With prolonged therapy duration, the incidence of atrial fibrillation increased in the ibrutinib arms. All grade atrial fibrillation was reported in 6% of the patients treated with bendamustine plus rituximab and in 19% of the patients on ibrutinib. Also, the incidence of all-grade hypertension was higher in patients who received ibrutinib (73%) than in patients who received chemoimmunotherapy (54%).

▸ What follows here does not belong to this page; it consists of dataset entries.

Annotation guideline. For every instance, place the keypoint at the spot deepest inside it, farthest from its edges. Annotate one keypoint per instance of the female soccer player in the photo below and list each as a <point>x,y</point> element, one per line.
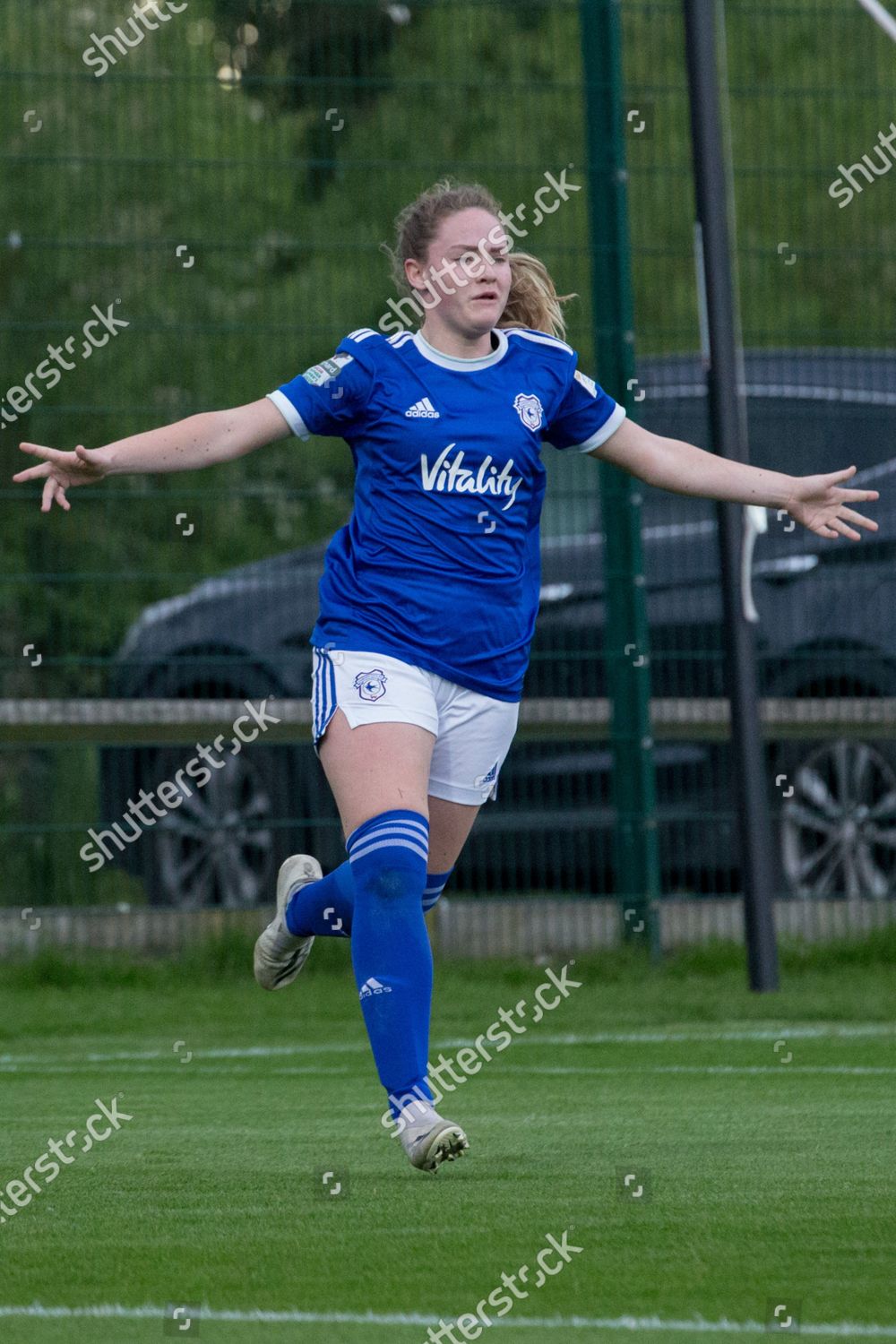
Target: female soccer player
<point>430,591</point>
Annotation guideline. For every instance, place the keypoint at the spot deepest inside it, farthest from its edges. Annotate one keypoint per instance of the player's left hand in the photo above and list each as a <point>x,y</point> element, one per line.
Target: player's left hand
<point>823,505</point>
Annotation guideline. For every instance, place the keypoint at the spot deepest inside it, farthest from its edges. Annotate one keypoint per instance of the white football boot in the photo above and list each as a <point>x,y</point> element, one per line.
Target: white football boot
<point>429,1140</point>
<point>279,954</point>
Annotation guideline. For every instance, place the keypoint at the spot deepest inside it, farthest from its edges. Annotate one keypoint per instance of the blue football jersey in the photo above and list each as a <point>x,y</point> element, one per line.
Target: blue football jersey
<point>440,561</point>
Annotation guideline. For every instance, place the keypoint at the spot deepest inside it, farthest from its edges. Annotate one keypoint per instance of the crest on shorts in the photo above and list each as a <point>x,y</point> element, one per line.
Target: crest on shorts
<point>528,408</point>
<point>371,685</point>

According to Dr Woyach, hypertension and atrial fibrillation are side effects that can be seen with ibrutinib as well as with other BTK inhibitors: “Unlike some of the other BTK-associated side effects, which tend to occur early, atrial fibrillation and hypertension can happen at any time during the course of therapy. In the Alliance A041202 study, atrial fibrillation was observed in approximately 15% of the patients. This rate is higher than the rate of atrial fibrillation that has been reported in previous studies that primarily included younger patients. The Alliance A041202 trial only included patients ≥ 65 years of age. Therefore, the data of our safety analysis suggests that atrial fibrillation, as a side effect of ibrutinib, is seen more frequently in older patients.”
Dr Woyach explained that there are some limitations extrapolating the results from particular subgroups of patients, since the study was not powered to do analyses on some of these smaller subgroups of patients. “Since we were only able to retrieve the IGHV mutational status on two thirds of our patient population, it is difficult to know whether results specifically stratified by this risk factor are generalizable. Nonetheless, I think this is a definitive study for the benefit of ibrutinib containing regimens over chemoimmunotherapy for older patients with CLL. Our data showed that about 75% of the patients treated with ibrutinib or ibrutinib plus rituximab remain alive and free of progression after 4 years of follow-up. Therefore, these regimens have demonstrated to be more effective than chemoimmunotherapy for older patients with CLL. Moreover, the benefit of ibrutinib over bendamustine plus rituximab extends to all subgroups, but is particularly striking in those with high-risk genetic features, such as TP53 abnormalities.”